Illustrated by May Alcott
(Alcott, Louisa May) Concord Sketches.  Consisting of twelve photographs from original drawings by May Alcott.  Boston: Fields, Osgood & Co., 1869.
4to.; green cloth, stamped in gilt; illustrated pages tipped-in; all edges gilt; edgeworn.
First deluxe edition, 160 copies, the entire edition.  With a preface and captions by Louisa May Alcott.  A collection of twelve of May Alcott's sketches of the homes and landscape views in Concord, MA.  The book is divided up into chapters devoted to the famous authors who lived in Concord: Hawthorne, Emerson, Thoreau, and of course, Alcott.  May's drawings of the estates are interspersed with quotations about each other and their connection to Concord and excerpts from their writings.  Louisa's preface reads in part:
The homes and haunts of Hawthorne, Emerson, Thoreau, and Alcott…well it is believed to be a welcome gift to those who reverence the poets and philosophers who have succeeded the old patriots…These sketches, from a student's portfolio, claim no merit as works of art, but are only valuable as souvenirs, which owe their chief charm to the associations that surround them, rather than to any success in the execution of a labor of love, prompted by the natural desire to do honor to one's birthplace.
Concord Sketches was priced at an astronomical $10 in 1870, which explains why copies are relatively scarce.

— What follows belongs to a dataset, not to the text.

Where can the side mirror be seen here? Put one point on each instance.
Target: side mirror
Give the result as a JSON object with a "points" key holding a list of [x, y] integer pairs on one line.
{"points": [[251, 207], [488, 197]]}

The inspiration for the character Amy March in Little Women, Abigail May Alcott (1840-1879) showed a penchant for art at a very young age.  She painted decorative figures all around Orchard House and sold some of her early work to contribute to the family's paltry income.  At a Boston design school, she studied under William Morris Hunt and William Rimmer.  Her formal introduction into the art world came in 1868, when she was asked by sister Louisa to illustrate Little Women.  Though May's somewhat rudimentary drawings were not critically well received, the financial success of the book enabled her to travel to Europe to continue her studies.  In 1877, her work was exhibited in the Paris Salon and she married Ernest Nieriker, a man fifteen years her junior.  In addition to Concord Sketches, May published Studying Art Abroad, and How to do it Cheaply (1879).  She died of meningitis in 1879 after giving birth to daughter, Lulu.  According to her wishes, Lulu was raised by Louis in Concord, and Louisa's book, Lulu's Library, is a three-volume series of fables dedicated to her niece.